Church Rock is a solitary column of sandstone in southern Utah along the eastern side of U.S. Route 191,[1] near the entrance to the Needles District of Canyonlands National Park.
With majestic Colorado and Green River canyons, Canyonlands, this 200 foot roadside oddity near Monticello is called Church Rock. It seldom attracts more than a casual glance as visitors head toward Newspaper Rock State Historic Monument and the Needles district or drive between Moab and Monticello.

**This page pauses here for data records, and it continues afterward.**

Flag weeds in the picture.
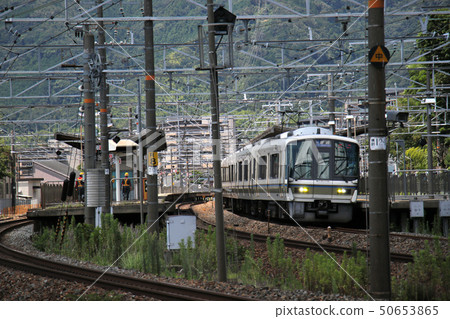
[392,239,450,300]
[33,215,450,300]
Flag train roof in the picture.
[224,126,359,161]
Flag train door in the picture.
[312,139,334,200]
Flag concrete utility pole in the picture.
[328,73,336,134]
[369,0,391,299]
[426,69,434,194]
[97,0,111,213]
[136,79,145,224]
[206,0,227,282]
[83,26,95,225]
[144,0,159,232]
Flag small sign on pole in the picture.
[369,45,391,68]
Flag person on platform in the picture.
[122,173,131,200]
[75,172,84,202]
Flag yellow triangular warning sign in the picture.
[370,46,389,63]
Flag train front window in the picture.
[334,141,359,178]
[286,140,313,179]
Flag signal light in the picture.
[298,186,309,194]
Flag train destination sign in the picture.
[369,45,391,68]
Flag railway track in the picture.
[186,204,414,263]
[0,220,251,301]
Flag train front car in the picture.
[281,128,359,223]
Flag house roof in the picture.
[34,160,73,178]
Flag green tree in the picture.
[405,11,450,168]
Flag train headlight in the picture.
[298,186,309,194]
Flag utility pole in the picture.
[328,73,336,134]
[206,0,227,282]
[368,0,391,299]
[136,79,145,224]
[97,0,111,213]
[144,0,159,232]
[83,29,95,225]
[426,69,433,195]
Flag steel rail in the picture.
[0,221,254,301]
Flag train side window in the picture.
[238,162,242,181]
[244,160,248,181]
[258,156,267,179]
[269,154,280,178]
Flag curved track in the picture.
[0,220,251,301]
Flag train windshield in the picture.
[286,139,359,180]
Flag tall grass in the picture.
[33,215,450,300]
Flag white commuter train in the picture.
[222,127,359,223]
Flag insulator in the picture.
[67,172,76,196]
[61,178,69,202]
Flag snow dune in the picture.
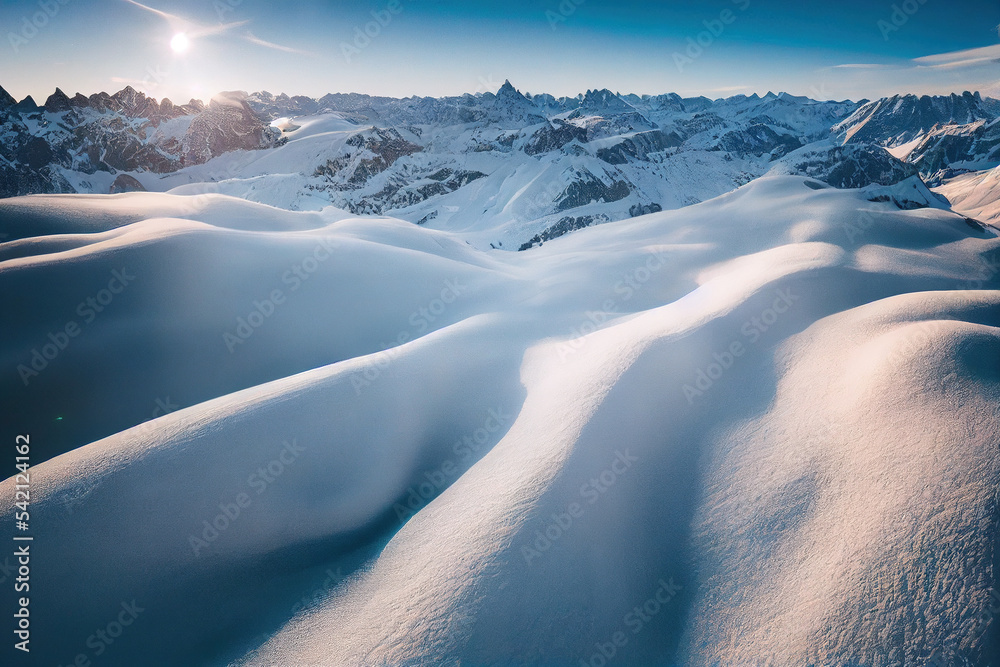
[0,176,1000,666]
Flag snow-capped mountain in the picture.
[0,81,1000,241]
[0,174,1000,667]
[0,86,279,197]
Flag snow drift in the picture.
[0,176,1000,666]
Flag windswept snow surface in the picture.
[0,176,1000,667]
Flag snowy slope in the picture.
[0,176,1000,666]
[935,167,1000,225]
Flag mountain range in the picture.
[0,81,1000,249]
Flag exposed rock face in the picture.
[597,130,684,164]
[556,171,632,211]
[832,92,994,146]
[183,94,280,164]
[718,123,802,157]
[772,144,917,188]
[0,86,279,197]
[109,174,146,195]
[518,215,609,250]
[905,119,1000,176]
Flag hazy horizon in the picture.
[0,0,1000,103]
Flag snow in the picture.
[934,167,1000,225]
[0,175,1000,666]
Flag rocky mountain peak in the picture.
[44,88,71,112]
[0,86,17,109]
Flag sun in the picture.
[170,32,191,53]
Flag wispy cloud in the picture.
[833,63,892,69]
[911,44,1000,68]
[124,0,302,56]
[243,30,314,56]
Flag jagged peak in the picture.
[0,86,17,108]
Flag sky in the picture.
[0,0,1000,103]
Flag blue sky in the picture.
[0,0,1000,102]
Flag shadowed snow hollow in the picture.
[0,176,1000,667]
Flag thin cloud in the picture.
[910,44,1000,68]
[833,63,892,69]
[243,30,313,56]
[124,0,250,38]
[125,0,179,22]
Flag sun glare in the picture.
[170,32,191,53]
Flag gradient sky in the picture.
[0,0,1000,103]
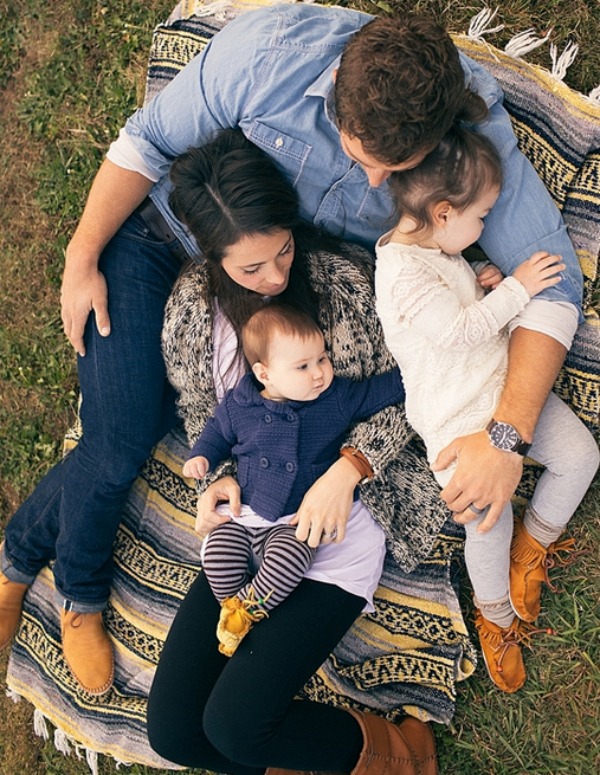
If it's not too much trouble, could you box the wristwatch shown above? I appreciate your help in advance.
[486,419,531,457]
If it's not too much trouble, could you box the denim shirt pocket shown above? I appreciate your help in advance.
[247,121,312,186]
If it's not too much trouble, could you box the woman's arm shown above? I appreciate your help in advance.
[162,264,236,491]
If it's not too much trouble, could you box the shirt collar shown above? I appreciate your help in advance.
[304,55,341,129]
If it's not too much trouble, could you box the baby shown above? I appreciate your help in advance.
[183,302,404,656]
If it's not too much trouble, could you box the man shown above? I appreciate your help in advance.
[0,5,582,694]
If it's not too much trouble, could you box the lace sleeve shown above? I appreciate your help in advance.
[393,262,529,350]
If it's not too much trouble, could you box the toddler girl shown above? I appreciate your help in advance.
[375,127,599,692]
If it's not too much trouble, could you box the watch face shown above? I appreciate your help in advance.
[489,422,521,452]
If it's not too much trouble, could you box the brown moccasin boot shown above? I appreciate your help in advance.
[510,517,575,622]
[0,573,29,651]
[60,608,115,695]
[475,610,527,694]
[475,609,554,693]
[265,710,438,775]
[348,710,438,775]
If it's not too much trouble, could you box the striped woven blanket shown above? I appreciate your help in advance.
[7,0,600,769]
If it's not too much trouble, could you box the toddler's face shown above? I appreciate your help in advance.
[257,333,333,401]
[435,187,500,255]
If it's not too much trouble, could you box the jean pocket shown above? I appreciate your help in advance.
[248,121,312,186]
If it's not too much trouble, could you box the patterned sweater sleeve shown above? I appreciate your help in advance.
[162,264,236,492]
[392,256,529,350]
[311,246,450,572]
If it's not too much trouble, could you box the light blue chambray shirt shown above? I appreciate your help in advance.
[116,5,583,307]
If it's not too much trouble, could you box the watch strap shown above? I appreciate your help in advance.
[486,417,531,457]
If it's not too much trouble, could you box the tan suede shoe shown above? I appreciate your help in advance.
[60,609,115,695]
[475,610,527,694]
[510,517,579,622]
[0,573,29,651]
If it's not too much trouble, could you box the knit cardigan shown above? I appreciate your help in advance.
[162,245,449,572]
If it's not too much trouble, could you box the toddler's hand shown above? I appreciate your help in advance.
[513,251,566,296]
[477,264,504,291]
[183,455,210,479]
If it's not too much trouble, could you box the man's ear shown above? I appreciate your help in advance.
[252,361,269,385]
[431,200,453,229]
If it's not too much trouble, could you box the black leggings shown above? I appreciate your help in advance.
[148,574,365,775]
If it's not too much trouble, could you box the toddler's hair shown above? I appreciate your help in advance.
[242,302,322,366]
[389,125,502,231]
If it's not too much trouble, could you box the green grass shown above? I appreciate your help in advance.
[0,0,600,775]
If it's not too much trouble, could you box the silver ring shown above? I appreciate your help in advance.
[467,503,489,516]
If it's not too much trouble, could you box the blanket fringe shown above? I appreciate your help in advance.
[550,41,579,81]
[504,27,552,59]
[467,6,504,43]
[6,689,21,703]
[588,85,600,105]
[33,708,50,740]
[467,6,580,84]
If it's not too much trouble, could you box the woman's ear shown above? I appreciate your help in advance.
[431,200,453,229]
[252,361,269,385]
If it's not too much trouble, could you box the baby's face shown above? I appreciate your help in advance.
[434,187,500,256]
[263,333,333,401]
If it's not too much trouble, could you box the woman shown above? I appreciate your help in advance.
[148,130,440,775]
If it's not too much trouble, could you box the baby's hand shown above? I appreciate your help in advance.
[477,264,504,291]
[513,251,566,296]
[183,455,210,479]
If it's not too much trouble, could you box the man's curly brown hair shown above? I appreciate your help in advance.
[334,14,487,165]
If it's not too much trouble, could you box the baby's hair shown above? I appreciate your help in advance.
[242,302,322,366]
[389,125,502,231]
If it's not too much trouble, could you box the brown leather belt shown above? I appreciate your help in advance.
[136,196,190,264]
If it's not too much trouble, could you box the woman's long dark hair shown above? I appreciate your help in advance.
[169,129,331,368]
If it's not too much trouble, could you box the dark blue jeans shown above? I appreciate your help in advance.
[2,213,180,611]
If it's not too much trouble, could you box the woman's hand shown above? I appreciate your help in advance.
[431,431,523,533]
[194,476,240,538]
[291,458,360,548]
[183,455,210,479]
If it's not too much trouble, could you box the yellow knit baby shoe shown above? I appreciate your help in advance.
[217,588,268,657]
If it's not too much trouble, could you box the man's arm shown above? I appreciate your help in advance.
[432,328,566,532]
[61,160,152,355]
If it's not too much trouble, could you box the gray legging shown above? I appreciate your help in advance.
[465,393,599,603]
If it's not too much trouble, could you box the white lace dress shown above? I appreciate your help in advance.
[375,235,529,480]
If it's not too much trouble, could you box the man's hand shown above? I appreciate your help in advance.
[291,458,360,547]
[431,431,523,533]
[477,264,504,291]
[194,476,241,538]
[61,159,153,355]
[60,260,110,356]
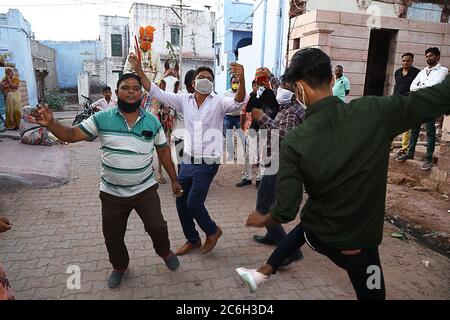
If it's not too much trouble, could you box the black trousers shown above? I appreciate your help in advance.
[267,223,386,300]
[100,184,170,270]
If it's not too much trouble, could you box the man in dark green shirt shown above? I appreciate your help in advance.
[237,48,450,299]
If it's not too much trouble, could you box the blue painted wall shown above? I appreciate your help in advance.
[40,40,104,88]
[0,9,38,105]
[223,0,253,89]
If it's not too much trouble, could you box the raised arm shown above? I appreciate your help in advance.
[33,105,92,142]
[384,76,450,138]
[128,53,183,112]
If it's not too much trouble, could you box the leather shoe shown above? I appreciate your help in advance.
[253,234,277,246]
[175,239,202,256]
[236,179,252,188]
[201,227,222,254]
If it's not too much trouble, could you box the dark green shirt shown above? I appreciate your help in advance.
[271,76,450,249]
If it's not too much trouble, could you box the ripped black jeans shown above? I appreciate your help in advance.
[267,223,386,300]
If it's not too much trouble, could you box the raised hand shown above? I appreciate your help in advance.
[230,62,245,82]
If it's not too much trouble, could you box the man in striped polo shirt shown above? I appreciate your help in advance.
[32,73,183,288]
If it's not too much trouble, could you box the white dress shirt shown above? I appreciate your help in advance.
[410,63,448,91]
[148,83,244,159]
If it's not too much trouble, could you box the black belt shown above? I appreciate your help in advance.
[182,155,221,165]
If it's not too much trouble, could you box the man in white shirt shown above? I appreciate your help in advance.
[129,54,246,255]
[172,69,196,173]
[397,47,448,170]
[92,87,117,111]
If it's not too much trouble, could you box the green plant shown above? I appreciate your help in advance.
[44,89,66,110]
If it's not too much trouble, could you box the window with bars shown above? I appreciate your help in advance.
[111,34,122,57]
[170,28,181,47]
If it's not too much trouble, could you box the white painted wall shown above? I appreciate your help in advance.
[239,0,289,85]
[130,3,215,58]
[306,0,397,18]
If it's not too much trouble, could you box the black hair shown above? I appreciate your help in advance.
[283,48,333,89]
[184,69,196,87]
[425,47,441,56]
[402,52,414,60]
[194,67,214,79]
[117,72,142,90]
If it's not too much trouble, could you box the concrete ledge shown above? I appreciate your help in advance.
[0,137,70,188]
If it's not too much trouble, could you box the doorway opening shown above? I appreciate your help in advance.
[364,29,398,96]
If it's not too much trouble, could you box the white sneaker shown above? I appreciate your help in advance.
[236,267,269,293]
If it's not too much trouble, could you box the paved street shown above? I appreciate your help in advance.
[0,142,450,299]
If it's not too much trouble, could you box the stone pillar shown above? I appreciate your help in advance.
[300,29,334,55]
[77,72,89,106]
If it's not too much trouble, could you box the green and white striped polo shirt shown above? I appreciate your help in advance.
[78,107,167,197]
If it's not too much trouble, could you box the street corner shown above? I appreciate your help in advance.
[0,136,70,188]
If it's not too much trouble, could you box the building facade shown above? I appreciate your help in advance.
[41,40,104,89]
[129,3,215,87]
[0,9,38,105]
[214,0,254,93]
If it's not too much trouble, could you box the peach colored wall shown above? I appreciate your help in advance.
[289,10,450,100]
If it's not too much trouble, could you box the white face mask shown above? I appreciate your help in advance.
[277,88,294,105]
[195,79,214,94]
[297,81,307,107]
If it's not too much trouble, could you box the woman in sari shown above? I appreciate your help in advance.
[1,68,21,130]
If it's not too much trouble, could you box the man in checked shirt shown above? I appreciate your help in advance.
[247,68,305,266]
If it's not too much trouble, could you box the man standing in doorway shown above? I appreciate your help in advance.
[397,47,448,170]
[394,52,420,161]
[333,65,350,102]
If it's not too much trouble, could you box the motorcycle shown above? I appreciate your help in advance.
[72,95,97,141]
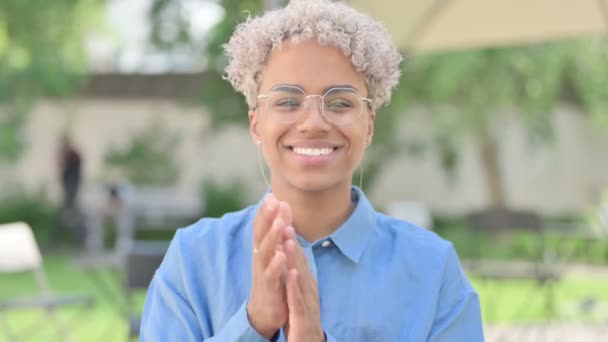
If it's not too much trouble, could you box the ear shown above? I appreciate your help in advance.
[248,109,261,144]
[367,111,376,146]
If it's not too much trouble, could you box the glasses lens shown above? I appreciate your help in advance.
[323,88,363,126]
[266,87,306,123]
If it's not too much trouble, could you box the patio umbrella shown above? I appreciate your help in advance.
[349,0,608,53]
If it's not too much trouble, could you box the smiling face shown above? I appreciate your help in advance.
[249,40,375,195]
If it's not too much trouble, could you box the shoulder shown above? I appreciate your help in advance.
[160,206,256,266]
[376,213,453,257]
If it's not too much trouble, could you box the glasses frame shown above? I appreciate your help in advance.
[255,85,372,127]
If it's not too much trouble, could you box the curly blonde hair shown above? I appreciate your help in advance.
[224,0,402,110]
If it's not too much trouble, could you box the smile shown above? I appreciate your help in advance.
[289,147,338,157]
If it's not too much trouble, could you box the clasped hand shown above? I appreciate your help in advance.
[247,194,325,342]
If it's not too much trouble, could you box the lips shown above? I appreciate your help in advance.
[287,143,341,167]
[290,146,338,157]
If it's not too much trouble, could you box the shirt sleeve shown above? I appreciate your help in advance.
[140,231,267,342]
[427,245,484,342]
[325,331,338,342]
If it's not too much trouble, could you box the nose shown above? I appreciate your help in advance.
[298,96,331,131]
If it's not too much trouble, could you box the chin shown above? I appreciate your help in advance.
[288,175,346,192]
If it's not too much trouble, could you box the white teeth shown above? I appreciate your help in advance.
[293,147,334,156]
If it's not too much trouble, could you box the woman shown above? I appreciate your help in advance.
[141,0,483,342]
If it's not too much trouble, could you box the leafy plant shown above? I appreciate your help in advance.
[0,0,103,162]
[201,180,245,217]
[104,121,179,185]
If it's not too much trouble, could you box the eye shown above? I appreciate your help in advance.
[273,97,300,110]
[325,98,353,111]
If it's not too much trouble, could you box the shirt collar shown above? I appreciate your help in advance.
[252,186,376,263]
[330,187,376,263]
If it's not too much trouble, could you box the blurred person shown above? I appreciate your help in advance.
[141,0,483,342]
[86,171,134,258]
[48,135,85,246]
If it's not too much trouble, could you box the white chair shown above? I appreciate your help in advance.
[0,222,94,341]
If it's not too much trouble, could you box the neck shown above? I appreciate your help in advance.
[272,182,353,242]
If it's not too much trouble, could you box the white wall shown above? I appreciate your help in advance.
[3,99,608,213]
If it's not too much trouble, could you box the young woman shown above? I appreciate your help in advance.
[141,0,483,342]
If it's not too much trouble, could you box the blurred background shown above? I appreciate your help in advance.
[0,0,608,341]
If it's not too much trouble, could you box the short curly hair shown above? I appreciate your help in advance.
[224,0,403,110]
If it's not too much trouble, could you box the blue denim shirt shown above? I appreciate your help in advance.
[141,188,484,342]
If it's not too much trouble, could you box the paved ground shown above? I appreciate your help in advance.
[485,322,608,342]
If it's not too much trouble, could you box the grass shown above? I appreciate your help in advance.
[0,256,608,341]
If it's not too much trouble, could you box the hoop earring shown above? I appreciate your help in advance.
[255,140,270,189]
[359,161,363,191]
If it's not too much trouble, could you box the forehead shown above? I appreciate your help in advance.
[260,40,366,94]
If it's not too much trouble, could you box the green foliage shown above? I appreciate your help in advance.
[201,180,245,217]
[104,121,179,185]
[0,188,57,240]
[0,0,102,162]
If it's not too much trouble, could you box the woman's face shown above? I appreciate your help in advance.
[249,40,375,191]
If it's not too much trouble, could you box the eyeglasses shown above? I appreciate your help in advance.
[258,85,372,126]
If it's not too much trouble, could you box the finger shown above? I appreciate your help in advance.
[253,193,279,248]
[256,217,285,268]
[287,269,304,320]
[285,234,310,275]
[284,239,298,270]
[264,249,286,291]
[277,201,292,226]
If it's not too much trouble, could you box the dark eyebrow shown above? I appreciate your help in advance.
[323,84,359,94]
[269,84,304,94]
[270,84,359,95]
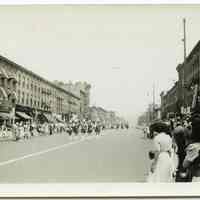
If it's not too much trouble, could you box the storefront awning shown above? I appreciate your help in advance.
[43,113,55,122]
[0,87,8,98]
[0,112,11,119]
[16,112,31,119]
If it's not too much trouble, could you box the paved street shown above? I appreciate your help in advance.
[0,128,151,183]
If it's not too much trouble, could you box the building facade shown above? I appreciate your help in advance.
[0,56,80,120]
[54,81,91,118]
[160,81,180,119]
[176,41,200,112]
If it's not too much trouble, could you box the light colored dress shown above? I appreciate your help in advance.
[147,133,175,183]
[185,142,200,182]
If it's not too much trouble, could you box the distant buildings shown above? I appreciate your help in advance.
[89,106,126,127]
[0,56,91,121]
[160,41,200,118]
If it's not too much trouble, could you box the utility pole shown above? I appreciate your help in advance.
[153,83,155,120]
[183,18,186,62]
[182,18,187,112]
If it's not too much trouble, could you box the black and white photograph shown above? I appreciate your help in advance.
[0,1,200,197]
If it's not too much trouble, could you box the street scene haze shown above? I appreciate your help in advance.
[0,5,200,183]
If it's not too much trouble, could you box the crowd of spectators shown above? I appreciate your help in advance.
[0,119,128,141]
[147,112,200,182]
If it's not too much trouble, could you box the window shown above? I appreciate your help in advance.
[26,97,29,106]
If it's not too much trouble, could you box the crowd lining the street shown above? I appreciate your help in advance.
[144,112,200,182]
[0,119,129,141]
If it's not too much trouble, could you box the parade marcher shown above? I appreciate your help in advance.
[147,122,175,182]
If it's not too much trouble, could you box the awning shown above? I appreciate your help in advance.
[16,112,31,119]
[55,116,64,123]
[43,113,55,122]
[0,112,11,119]
[0,87,8,98]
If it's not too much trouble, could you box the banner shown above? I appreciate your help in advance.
[0,100,13,113]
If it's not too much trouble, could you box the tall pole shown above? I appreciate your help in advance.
[153,83,155,119]
[183,18,186,62]
[182,18,187,112]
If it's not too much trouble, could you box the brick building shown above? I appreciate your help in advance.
[0,56,83,123]
[176,41,200,112]
[54,81,91,117]
[160,81,180,118]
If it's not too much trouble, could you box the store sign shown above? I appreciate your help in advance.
[0,100,12,113]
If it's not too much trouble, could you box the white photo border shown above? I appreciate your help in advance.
[0,0,200,199]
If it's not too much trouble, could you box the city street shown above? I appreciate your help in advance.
[0,128,151,183]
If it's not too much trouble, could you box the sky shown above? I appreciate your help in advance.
[0,5,200,123]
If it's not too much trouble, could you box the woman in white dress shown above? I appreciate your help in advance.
[147,132,175,183]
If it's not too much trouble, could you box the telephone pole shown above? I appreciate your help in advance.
[183,18,186,62]
[153,83,155,120]
[182,18,187,109]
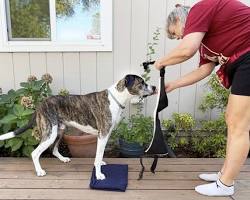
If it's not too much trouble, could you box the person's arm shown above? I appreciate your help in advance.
[165,62,215,92]
[155,32,205,69]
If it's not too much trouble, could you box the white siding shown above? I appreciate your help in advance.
[0,0,250,119]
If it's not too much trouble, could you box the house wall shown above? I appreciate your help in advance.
[0,0,250,119]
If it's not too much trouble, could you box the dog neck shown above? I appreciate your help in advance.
[108,84,133,108]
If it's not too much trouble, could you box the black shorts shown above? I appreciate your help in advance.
[228,52,250,96]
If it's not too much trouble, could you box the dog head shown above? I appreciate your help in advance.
[116,74,156,97]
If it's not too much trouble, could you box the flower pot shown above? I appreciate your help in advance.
[63,130,97,158]
[119,139,144,158]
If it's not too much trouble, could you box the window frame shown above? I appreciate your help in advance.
[0,0,112,52]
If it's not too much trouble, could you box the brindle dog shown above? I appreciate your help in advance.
[0,74,156,180]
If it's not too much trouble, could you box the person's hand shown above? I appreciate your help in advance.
[165,82,176,93]
[154,60,162,70]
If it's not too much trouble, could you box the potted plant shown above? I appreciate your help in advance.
[0,74,53,157]
[112,114,153,157]
[58,89,97,158]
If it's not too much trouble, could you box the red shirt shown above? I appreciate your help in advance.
[184,0,250,65]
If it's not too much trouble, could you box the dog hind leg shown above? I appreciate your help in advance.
[53,126,70,163]
[95,135,109,180]
[31,125,58,176]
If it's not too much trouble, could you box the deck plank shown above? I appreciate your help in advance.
[0,158,250,200]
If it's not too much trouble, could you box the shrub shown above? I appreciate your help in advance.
[0,74,52,156]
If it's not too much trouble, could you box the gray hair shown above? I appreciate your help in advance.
[166,5,190,39]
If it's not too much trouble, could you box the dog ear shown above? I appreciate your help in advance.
[125,74,135,88]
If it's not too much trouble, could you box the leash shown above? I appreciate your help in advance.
[138,61,176,180]
[108,90,125,109]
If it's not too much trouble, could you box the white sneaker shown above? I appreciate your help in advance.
[199,172,221,182]
[195,179,234,196]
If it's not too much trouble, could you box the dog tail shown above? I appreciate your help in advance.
[0,112,36,141]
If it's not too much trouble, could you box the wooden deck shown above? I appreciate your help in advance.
[0,158,250,200]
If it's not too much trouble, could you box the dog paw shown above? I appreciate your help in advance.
[36,169,46,176]
[101,161,107,166]
[60,157,71,163]
[95,173,106,180]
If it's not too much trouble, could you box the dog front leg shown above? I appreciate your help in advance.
[95,135,109,180]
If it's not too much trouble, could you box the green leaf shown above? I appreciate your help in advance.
[11,138,23,152]
[13,104,24,117]
[0,114,17,124]
[3,123,11,133]
[17,119,29,127]
[20,82,30,88]
[21,109,34,117]
[22,146,34,157]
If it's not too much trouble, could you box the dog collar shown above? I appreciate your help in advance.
[108,90,125,109]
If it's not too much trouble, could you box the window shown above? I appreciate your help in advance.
[0,0,112,52]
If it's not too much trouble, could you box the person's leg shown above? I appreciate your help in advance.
[199,108,231,182]
[195,95,250,196]
[221,95,250,185]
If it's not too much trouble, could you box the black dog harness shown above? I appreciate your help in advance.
[138,61,176,180]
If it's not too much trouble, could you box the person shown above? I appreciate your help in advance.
[155,0,250,196]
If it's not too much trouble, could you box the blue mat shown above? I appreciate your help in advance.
[89,164,128,192]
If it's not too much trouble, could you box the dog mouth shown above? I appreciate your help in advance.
[141,86,156,98]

One of the interesting pages of 1930’s myths tells about Church Rock, and how the gumdrop shaped rock earned its name. The story is that Marie Ogden’s Home of the Truth, an Utopian community, was erroneously responsible. Ogden was a spiritualist during the 20’s, giving lectures across the U.S. on spiritualism, until she came to San Juan County, Utah. She allegedly called San Juan County and Church Rock “the spiritual center of the universe.” With a small band of followers, Ogden’s group moved onto a tract of barren land along Utah’s Route 211 in 1933, calling it the “Home of Truth.” Members turned all their worldly goods to Ogden to join her Home of Truth, abiding by a strict code of conduct, were expected to work for the common goals of the settlement. Women tended to the domestic chores and men worked the arid farm acreage. Not far from Church Rock are the remains of Ogden’s ghost town. A few buildings and a small cemetery are all that remain of the Home of the Truth community, found on a ridge called Photograph Gap. After the community broke up, Ogden stayed in Monticello and became the owner and publisher of the community newspaper, The San Juan Record, in the 1940s. She died in the 1975 and is buried in Blanding.